DANCING NEBULA

DANCING NEBULA
When the gods dance...

Friday, November 2, 2012

FDR’s economic policy: top of class


Presidents who have been good for the economy tend to belong to pro-business political parties, while presidents with below average economic performance often belong to parties that are relatively pro-farmer, pro-laborer, or pro-consumer. (Credit: Wikimedia Commons)

GEORGIA TECH (US) — A newly-released report card that grades presidents on their economic performance names Franklin D. Roosevelt class valedictorian.

Other presidents receiving A grades are Warren G. Harding, William Rutherford B. Hayes, and William McKinley. Founding father George Washington still makes the honor roll with an A-. John Adams, Harry Truman, and John F. Kennedy rank slightly lower in the A-/B+ range.

The best rated recent presidents are Bill Clinton and Ronald Reagan—both receiving a B.

“Put simply, if ‘it’s the economy, stupid,’ then we need to make stronger efforts to properly judge economic performance and to assign credit and blame where they are most deserved,” says Mark Zachary Taylor, assistant professor in the Sam Nunn School of International Affairs at Georgia Institute of Technology (Georgia Tech). “These rankings are meant to constitute a scientific step in this direction.”

Taylor analyzed data from the Measuring Worth Project at the University of Illinois at Chicago. He then graded presidents individually using the traditional A-F (4-0 point) scale based on how well each performed in eight economic areas such as unemployment, inflation, interest rates, stock market returns. and currency strength.

Taylor used multiple and competing statistical measurements, ranking algorithms and time lags to ensure the data was unbiased. No historical or ethical judgments were used to adjust the findings.

The objective approach yielded some surprises, such as the high ranking of presidents who traditionally have been poorly regarded–Harding, Hayes, and Millard Fillmore. Also some national heroes—Abraham Lincoln, James Madison, John Quincy Adams, and Andrew Jackson—each receive a D for poor economic performance.

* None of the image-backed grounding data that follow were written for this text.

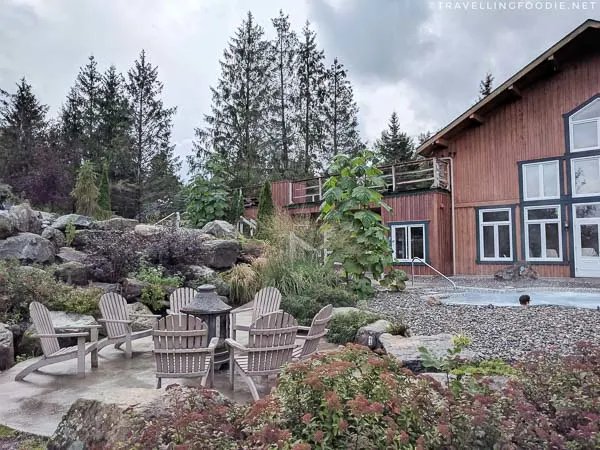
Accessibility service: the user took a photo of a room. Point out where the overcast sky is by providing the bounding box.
[0,0,597,178]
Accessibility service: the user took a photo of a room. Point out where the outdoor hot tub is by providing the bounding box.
[441,289,600,309]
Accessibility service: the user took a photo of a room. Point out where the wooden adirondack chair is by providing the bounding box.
[167,287,198,315]
[231,287,282,340]
[97,293,160,358]
[226,311,298,401]
[293,304,333,361]
[153,314,219,389]
[15,302,100,381]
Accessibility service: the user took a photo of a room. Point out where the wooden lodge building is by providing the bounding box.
[244,19,600,279]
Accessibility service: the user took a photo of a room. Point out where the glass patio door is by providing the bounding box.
[573,203,600,277]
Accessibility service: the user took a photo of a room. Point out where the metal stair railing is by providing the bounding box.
[411,257,457,288]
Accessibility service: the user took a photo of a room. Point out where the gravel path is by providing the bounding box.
[369,290,600,362]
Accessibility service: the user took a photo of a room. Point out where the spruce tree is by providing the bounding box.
[98,65,133,181]
[98,160,111,215]
[323,57,361,162]
[72,161,99,217]
[269,10,299,177]
[417,130,433,146]
[191,12,272,188]
[257,180,274,237]
[76,55,103,163]
[374,112,414,165]
[479,72,494,99]
[295,21,326,175]
[229,188,245,226]
[126,50,178,218]
[0,78,49,193]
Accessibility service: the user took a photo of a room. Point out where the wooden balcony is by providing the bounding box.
[242,158,451,208]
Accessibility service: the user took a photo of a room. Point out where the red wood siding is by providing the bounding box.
[433,50,600,276]
[382,191,452,276]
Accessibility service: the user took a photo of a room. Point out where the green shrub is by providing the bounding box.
[133,261,183,313]
[65,220,76,247]
[451,359,517,377]
[140,284,167,312]
[222,263,262,306]
[48,286,103,317]
[327,310,384,344]
[386,321,410,337]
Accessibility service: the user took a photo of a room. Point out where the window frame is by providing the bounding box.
[477,207,514,262]
[522,160,561,201]
[524,205,562,262]
[571,155,600,198]
[569,98,600,153]
[390,222,427,263]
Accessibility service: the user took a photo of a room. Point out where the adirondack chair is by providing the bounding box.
[293,304,333,361]
[15,302,100,381]
[231,287,282,340]
[97,293,160,358]
[153,314,219,389]
[167,287,198,315]
[226,311,298,401]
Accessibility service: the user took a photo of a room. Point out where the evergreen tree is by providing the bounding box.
[256,180,274,237]
[417,130,433,146]
[98,160,111,215]
[374,112,414,164]
[72,161,99,217]
[142,151,182,218]
[126,50,178,218]
[295,21,326,176]
[229,188,245,226]
[322,57,361,162]
[98,65,133,180]
[269,10,299,177]
[191,12,272,188]
[76,55,103,163]
[479,72,494,99]
[0,78,49,194]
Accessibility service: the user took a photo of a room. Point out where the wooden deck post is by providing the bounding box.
[318,177,322,201]
[391,165,396,191]
[288,182,293,205]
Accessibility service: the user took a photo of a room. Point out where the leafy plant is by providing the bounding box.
[71,160,100,217]
[140,284,167,312]
[327,310,384,344]
[256,180,275,238]
[379,268,409,291]
[451,359,517,377]
[319,151,400,289]
[64,220,76,247]
[228,188,245,227]
[134,261,183,312]
[222,263,262,306]
[386,321,410,336]
[419,334,472,386]
[185,163,230,228]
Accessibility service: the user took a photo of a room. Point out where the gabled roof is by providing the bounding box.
[417,19,600,156]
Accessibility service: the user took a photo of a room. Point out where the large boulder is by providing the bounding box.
[41,227,66,250]
[120,278,149,301]
[134,224,164,237]
[39,211,58,229]
[494,261,538,281]
[47,386,233,450]
[380,333,475,373]
[54,261,89,286]
[199,239,241,269]
[93,217,139,231]
[9,203,43,234]
[201,220,237,239]
[51,214,94,231]
[186,265,216,280]
[0,232,55,263]
[56,246,88,264]
[0,210,15,239]
[355,319,392,350]
[126,302,156,331]
[0,323,14,371]
[71,229,107,250]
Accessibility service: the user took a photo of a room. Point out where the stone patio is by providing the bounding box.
[0,305,336,437]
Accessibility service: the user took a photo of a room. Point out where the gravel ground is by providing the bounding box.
[369,288,600,362]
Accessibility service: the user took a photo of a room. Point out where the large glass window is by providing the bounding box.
[569,98,600,152]
[524,206,562,261]
[391,224,426,262]
[478,208,513,261]
[572,156,600,197]
[522,160,560,200]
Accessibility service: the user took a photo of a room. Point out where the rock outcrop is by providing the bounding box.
[41,227,66,250]
[126,302,156,331]
[93,217,139,231]
[201,220,237,239]
[199,239,241,269]
[380,333,475,373]
[494,261,538,281]
[56,247,88,264]
[51,214,94,231]
[0,233,55,263]
[355,319,392,350]
[0,323,14,371]
[0,211,15,239]
[9,203,43,234]
[54,261,89,286]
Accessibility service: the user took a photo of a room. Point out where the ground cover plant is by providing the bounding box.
[123,342,600,449]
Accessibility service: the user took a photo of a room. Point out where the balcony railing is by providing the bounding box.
[242,157,450,207]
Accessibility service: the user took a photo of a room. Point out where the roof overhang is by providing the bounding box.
[417,19,600,157]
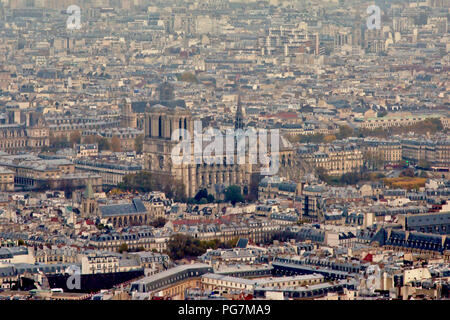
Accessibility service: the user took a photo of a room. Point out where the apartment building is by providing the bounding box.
[80,252,120,275]
[75,144,98,158]
[0,153,102,191]
[402,138,450,167]
[362,139,402,164]
[201,273,324,292]
[74,158,142,186]
[0,124,49,154]
[357,114,447,130]
[299,145,363,176]
[0,166,14,191]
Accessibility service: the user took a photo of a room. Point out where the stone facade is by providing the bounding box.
[299,145,364,176]
[142,104,254,198]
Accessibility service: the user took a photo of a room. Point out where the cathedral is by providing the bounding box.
[141,91,296,198]
[118,81,300,199]
[142,103,253,198]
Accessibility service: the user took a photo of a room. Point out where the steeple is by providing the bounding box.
[84,179,94,199]
[158,81,174,101]
[235,93,245,130]
[81,179,97,218]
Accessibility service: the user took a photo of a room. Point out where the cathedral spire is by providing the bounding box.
[235,93,245,130]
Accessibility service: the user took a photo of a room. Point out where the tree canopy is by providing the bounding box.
[118,171,185,201]
[224,185,244,206]
[150,217,167,228]
[118,243,128,253]
[166,234,235,260]
[110,136,122,152]
[134,134,144,154]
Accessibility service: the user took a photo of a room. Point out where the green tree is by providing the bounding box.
[166,234,200,260]
[316,167,330,183]
[69,130,81,147]
[83,135,96,144]
[340,172,361,185]
[358,118,445,138]
[300,133,324,143]
[336,125,354,139]
[97,137,111,151]
[194,189,208,202]
[118,243,128,253]
[49,133,70,150]
[364,151,384,171]
[400,168,415,177]
[35,180,51,191]
[118,171,186,201]
[177,72,199,83]
[150,217,166,228]
[166,234,233,260]
[224,185,244,206]
[323,134,337,143]
[206,194,215,203]
[419,170,428,178]
[110,136,122,152]
[418,159,431,169]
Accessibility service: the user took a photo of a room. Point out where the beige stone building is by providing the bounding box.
[34,247,78,265]
[357,114,448,130]
[0,167,14,191]
[0,154,102,191]
[0,124,49,154]
[402,138,450,167]
[299,144,363,176]
[201,273,324,292]
[364,140,402,164]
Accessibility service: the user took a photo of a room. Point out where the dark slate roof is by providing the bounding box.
[131,100,186,113]
[0,266,15,277]
[0,248,13,259]
[372,228,450,253]
[339,232,356,240]
[236,238,248,249]
[0,247,28,259]
[278,182,297,192]
[406,212,450,228]
[99,198,147,217]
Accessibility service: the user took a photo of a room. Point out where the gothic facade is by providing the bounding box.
[142,102,256,198]
[141,99,299,198]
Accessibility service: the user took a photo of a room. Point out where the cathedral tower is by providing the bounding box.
[81,180,97,218]
[235,94,245,130]
[120,98,137,128]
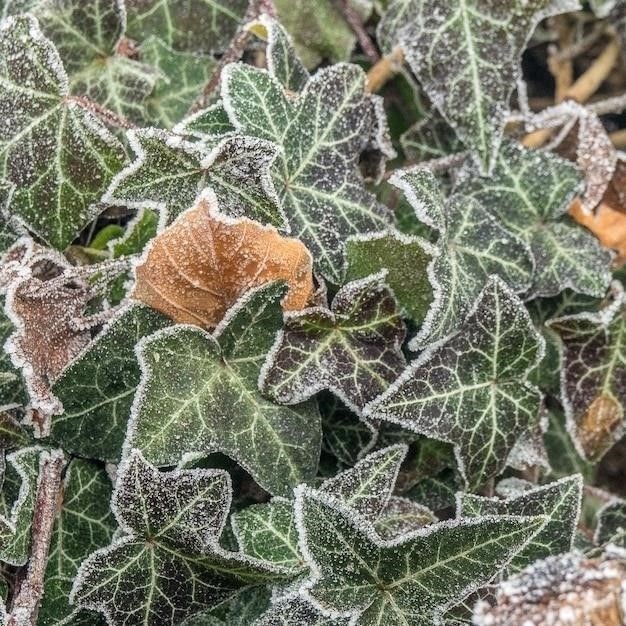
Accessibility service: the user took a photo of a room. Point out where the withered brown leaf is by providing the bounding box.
[132,190,314,328]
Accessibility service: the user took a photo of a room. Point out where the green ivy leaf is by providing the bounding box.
[378,0,580,171]
[595,499,626,548]
[127,282,321,497]
[50,303,171,462]
[0,16,126,249]
[364,277,544,491]
[401,113,463,163]
[459,475,582,572]
[0,299,26,406]
[255,596,351,625]
[109,209,159,259]
[261,274,406,414]
[174,103,235,141]
[140,37,215,128]
[295,486,544,624]
[345,231,435,325]
[222,59,392,284]
[373,496,436,540]
[457,142,612,298]
[106,128,284,227]
[71,451,288,626]
[39,458,116,626]
[125,0,247,53]
[181,586,272,625]
[547,287,626,461]
[392,169,533,347]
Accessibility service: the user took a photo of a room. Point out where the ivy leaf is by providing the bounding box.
[127,282,321,497]
[0,16,126,249]
[222,59,392,284]
[595,499,626,548]
[401,113,463,163]
[254,596,350,626]
[373,496,436,540]
[457,142,612,298]
[50,303,171,462]
[174,102,236,141]
[392,169,533,347]
[125,0,247,54]
[106,128,284,227]
[140,37,215,128]
[261,273,406,414]
[345,231,436,325]
[0,301,26,406]
[364,277,544,491]
[39,458,116,626]
[109,209,159,259]
[71,451,288,626]
[459,475,582,572]
[295,486,544,624]
[547,287,626,461]
[379,0,580,172]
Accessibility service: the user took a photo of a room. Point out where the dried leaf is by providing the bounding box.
[132,190,314,329]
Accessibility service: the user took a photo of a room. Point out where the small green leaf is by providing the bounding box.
[373,496,436,540]
[261,274,406,414]
[174,102,235,141]
[71,451,288,626]
[595,499,626,548]
[127,282,321,497]
[295,486,544,624]
[345,231,436,325]
[547,287,626,461]
[365,277,544,490]
[181,586,272,625]
[0,299,26,407]
[222,58,392,284]
[457,142,612,298]
[51,303,170,462]
[255,596,351,625]
[459,475,582,572]
[0,16,126,249]
[109,209,159,259]
[39,458,116,626]
[401,113,464,162]
[106,128,284,227]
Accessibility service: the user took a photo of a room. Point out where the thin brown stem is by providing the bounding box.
[334,0,380,63]
[553,22,610,63]
[189,0,277,115]
[610,128,626,148]
[366,46,404,93]
[548,16,574,103]
[67,95,136,130]
[8,451,66,626]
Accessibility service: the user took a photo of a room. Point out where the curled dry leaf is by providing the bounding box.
[131,190,314,328]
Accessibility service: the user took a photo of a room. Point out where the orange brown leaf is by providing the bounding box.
[132,191,314,328]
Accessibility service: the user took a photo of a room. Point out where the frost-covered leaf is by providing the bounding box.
[595,499,626,548]
[131,192,313,329]
[273,0,355,69]
[364,277,544,490]
[182,586,271,626]
[71,451,287,626]
[547,287,626,461]
[140,37,215,128]
[0,446,41,565]
[124,0,247,53]
[345,231,435,325]
[51,303,170,462]
[373,496,436,540]
[127,282,321,497]
[106,128,283,227]
[222,60,392,284]
[404,469,460,512]
[261,274,406,414]
[457,142,612,298]
[379,0,580,171]
[39,458,116,626]
[392,169,533,347]
[0,301,26,406]
[401,113,463,162]
[174,102,235,141]
[459,475,582,572]
[0,16,126,249]
[109,209,159,259]
[295,486,544,624]
[254,596,350,626]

“It makes sense when you dig into the history,” Taylor says. “In the case of Lincoln, to fight a war, you have to print money and go into debt. That’s bad for the economy in the long run, but sometimes there are more important things than the economy, such as staying united as one nation.”

The study found correlations between the characteristics of presidents and their economic performance. Presidents who have been good for the US economy tend to belong to pro-business political parties, work with a Congress in which only one house is dominated by their same party, serve during wartime, and were raised in middle-class environments.

Presidents with below average economic performance often belong to parties that are relatively pro-farmer, pro-laborer, or pro-consumer. They tend to enter a single-party federal government in which one congressional house flipped parties, and they typically were raised in lower-class environments, the research shows.

Interestingly, presidential economic performance did not correlate with the person’s pre-political career, birth order, historical “greatness,” or whether he was a “dark horse” versus a well-vetted president.

The findings refer to the past performance of a group and can’t be applied to the 2012 election to predict whether Republican nominee Mitt Romney or President Barack Obama will be better for the economy. President Obama’s first term wasn’t included in the study because it’s not complete and the data won’t be available until 2015.

What the research does suggest is that a president can affect the economy, even though the executive branch may appear on paper to have a limited role.

“It is tempting to dismiss these rankings as the product of dumb luck: getting elected at the top or bottom of the business cycle,” Taylor says. “Randomness surely plays some role in these rankings, but presidents also bear responsibility for making their own luck.”